Cauchy
The Cauchy Distribution
Density, distribution function, quantile function and random
generation for the Cauchy distribution with location parameter
location and scale parameter scale.
- Keywords
- distribution
Usage
dcauchy(x, location = 0, scale = 1, log = FALSE)
pcauchy(q, location = 0, scale = 1, lower.tail = TRUE, log.p = FALSE)
qcauchy(p, location = 0, scale = 1, lower.tail = TRUE, log.p = FALSE)
rcauchy(n, location = 0, scale = 1)Arguments
- x, q
- vector of quantiles.
- p
- vector of probabilities.
- n
- number of observations. If
length(n) > 1, the length is taken to be the number required. - location, scale
- location and scale parameters.
- log, log.p
- logical; if TRUE, probabilities p are given as log(p).
- lower.tail
- logical; if TRUE (default), probabilities are $P[X \le x]$, otherwise, $P[X > x]$.
Details
If location or scale are not specified, they assume
the default values of 0 and 1 respectively.
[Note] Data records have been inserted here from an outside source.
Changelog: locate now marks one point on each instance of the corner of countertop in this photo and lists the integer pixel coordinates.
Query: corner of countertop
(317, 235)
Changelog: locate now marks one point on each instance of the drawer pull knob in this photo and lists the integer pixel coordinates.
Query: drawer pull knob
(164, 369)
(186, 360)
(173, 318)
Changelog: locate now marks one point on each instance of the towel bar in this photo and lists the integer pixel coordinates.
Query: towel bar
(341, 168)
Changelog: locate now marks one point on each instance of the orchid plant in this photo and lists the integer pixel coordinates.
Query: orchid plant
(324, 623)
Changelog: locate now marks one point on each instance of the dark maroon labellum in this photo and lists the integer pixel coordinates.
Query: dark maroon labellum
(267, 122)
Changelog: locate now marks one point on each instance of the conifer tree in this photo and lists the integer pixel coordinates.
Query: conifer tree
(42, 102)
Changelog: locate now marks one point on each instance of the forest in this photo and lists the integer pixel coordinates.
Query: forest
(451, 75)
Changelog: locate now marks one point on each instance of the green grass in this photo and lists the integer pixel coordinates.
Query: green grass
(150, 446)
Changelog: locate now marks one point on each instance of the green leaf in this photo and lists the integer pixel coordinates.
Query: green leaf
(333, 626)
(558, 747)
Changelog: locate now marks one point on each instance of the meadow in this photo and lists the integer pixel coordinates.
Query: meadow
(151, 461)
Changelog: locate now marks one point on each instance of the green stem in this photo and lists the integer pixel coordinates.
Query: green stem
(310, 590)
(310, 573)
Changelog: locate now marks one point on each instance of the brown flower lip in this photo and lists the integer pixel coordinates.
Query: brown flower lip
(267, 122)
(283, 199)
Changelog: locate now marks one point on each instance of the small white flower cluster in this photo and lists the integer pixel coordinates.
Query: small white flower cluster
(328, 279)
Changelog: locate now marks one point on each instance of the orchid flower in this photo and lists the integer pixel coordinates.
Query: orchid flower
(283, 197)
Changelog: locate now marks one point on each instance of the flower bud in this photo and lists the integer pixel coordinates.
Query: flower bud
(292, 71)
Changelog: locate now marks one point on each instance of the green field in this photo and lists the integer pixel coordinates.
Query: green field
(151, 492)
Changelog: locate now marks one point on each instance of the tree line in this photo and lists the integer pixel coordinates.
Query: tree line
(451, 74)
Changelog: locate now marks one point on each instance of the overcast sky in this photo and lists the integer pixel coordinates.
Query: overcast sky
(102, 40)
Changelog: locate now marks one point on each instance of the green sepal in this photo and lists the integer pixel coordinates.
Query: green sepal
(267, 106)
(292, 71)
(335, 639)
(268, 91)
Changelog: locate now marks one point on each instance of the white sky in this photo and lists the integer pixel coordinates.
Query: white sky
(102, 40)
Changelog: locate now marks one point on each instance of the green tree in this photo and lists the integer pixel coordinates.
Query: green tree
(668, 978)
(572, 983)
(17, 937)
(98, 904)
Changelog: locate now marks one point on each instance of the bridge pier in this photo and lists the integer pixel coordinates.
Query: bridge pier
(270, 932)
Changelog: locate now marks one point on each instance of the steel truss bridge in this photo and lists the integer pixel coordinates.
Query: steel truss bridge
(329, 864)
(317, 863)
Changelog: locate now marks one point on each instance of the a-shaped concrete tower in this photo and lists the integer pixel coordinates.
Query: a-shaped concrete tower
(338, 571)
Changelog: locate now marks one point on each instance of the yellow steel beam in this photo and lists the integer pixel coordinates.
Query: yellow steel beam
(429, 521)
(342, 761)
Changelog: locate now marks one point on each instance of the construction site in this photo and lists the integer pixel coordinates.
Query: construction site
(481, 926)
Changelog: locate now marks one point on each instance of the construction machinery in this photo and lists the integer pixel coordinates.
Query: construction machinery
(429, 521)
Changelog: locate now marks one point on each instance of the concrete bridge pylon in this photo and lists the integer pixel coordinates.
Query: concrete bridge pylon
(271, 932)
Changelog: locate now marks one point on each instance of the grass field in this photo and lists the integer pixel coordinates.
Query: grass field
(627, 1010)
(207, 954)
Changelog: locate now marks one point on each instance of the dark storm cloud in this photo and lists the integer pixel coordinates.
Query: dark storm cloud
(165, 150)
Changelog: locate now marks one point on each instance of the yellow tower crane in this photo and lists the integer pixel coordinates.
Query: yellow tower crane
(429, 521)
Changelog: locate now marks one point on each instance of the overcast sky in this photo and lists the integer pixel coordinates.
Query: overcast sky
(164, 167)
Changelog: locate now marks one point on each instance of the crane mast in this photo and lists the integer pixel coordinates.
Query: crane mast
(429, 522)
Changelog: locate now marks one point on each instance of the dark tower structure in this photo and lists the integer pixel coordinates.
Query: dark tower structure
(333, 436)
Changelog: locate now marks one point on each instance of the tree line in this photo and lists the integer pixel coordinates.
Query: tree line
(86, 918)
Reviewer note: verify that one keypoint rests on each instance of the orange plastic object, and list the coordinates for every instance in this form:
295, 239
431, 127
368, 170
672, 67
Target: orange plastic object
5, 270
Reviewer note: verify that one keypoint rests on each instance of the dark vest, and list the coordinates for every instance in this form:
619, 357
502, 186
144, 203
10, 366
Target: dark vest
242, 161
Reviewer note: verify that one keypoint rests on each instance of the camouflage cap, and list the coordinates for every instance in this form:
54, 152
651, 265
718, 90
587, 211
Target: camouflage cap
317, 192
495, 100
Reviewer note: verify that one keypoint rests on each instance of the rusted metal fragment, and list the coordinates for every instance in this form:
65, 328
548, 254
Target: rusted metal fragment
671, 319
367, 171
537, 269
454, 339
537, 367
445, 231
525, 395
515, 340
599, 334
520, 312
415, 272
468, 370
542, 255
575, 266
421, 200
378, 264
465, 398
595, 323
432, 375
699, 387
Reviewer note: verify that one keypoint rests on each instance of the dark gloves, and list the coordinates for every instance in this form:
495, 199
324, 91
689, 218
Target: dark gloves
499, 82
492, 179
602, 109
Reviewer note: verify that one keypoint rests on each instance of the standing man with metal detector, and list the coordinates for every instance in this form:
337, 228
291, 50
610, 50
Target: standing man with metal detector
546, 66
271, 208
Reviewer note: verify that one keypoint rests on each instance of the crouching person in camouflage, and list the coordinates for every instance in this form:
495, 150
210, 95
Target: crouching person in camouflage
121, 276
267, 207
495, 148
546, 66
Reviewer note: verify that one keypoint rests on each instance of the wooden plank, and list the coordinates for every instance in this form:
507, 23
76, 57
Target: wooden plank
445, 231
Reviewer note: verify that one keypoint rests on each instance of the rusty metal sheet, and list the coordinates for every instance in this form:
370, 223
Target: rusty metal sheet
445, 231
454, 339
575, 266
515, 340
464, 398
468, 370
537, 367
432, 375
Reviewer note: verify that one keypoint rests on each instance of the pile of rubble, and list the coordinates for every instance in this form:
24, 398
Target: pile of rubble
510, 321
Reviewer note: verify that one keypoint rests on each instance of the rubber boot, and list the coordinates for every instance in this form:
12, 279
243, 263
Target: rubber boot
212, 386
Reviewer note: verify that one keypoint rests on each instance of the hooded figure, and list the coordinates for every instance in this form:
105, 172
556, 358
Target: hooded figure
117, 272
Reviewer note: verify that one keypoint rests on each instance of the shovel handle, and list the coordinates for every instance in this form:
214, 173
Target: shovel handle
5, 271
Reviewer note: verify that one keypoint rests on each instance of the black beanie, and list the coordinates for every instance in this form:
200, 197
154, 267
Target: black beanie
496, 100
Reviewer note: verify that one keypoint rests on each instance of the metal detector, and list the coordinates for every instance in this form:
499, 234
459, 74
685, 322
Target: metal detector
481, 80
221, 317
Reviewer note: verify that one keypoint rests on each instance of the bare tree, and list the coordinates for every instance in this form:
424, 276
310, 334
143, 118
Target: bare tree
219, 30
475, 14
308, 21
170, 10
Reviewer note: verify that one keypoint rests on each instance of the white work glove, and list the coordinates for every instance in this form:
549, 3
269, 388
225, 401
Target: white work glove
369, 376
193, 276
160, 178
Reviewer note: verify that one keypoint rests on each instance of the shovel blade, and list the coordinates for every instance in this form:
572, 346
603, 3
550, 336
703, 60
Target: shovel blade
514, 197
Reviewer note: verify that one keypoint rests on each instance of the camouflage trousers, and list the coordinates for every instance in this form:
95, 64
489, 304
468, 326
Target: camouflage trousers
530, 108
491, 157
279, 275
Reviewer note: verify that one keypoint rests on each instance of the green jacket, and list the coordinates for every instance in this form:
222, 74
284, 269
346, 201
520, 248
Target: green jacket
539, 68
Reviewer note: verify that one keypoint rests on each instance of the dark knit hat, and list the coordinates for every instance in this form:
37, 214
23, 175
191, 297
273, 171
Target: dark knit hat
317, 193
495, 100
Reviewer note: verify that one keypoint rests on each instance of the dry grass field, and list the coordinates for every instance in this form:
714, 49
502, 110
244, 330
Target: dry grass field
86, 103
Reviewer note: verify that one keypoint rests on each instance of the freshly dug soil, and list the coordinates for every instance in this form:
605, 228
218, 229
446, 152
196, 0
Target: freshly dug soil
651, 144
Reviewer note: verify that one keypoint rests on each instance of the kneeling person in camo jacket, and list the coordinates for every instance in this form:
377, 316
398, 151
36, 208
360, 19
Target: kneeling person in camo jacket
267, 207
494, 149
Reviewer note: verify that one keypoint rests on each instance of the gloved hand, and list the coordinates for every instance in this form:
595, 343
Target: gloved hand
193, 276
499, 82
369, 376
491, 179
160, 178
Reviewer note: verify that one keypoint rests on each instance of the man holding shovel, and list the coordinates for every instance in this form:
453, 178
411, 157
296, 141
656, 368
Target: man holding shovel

The Cauchy distribution with location $l$ and scale $s$ has density $$f(x) = \frac{1}{\pi s} \left( 1 + \left(\frac{x - l}{s}\right)^2 \right)^{-1}% $$ for all $x$.
Value
dcauchy, pcauchy, and qcauchy are respectively
the density, distribution function and quantile function of the Cauchy
distribution. rcauchy generates random deviates from the
Cauchy.The length of the result is determined by n for
rcauchy, and is the maximum of the lengths of the
numerical arguments for the other functions.The numerical arguments other than n are recycled to the
length of the result. Only the first elements of the logical
arguments are used.
Source
dcauchy, pcauchy and qcauchy are all calculated
from numerically stable versions of the definitions. rcauchy uses inversion.
References
Becker, R. A., Chambers, J. M. and Wilks, A. R. (1988) The New S Language. Wadsworth & Brooks/Cole.
Johnson, N. L., Kotz, S. and Balakrishnan, N. (1995) Continuous Univariate Distributions, volume 1, chapter 16. Wiley, New York.
See Also
Distributions for other standard distributions, including
dt for the t distribution which generalizes
dcauchy(*, l = 0, s = 1).
Examples
library(stats)
dcauchy(-1:4)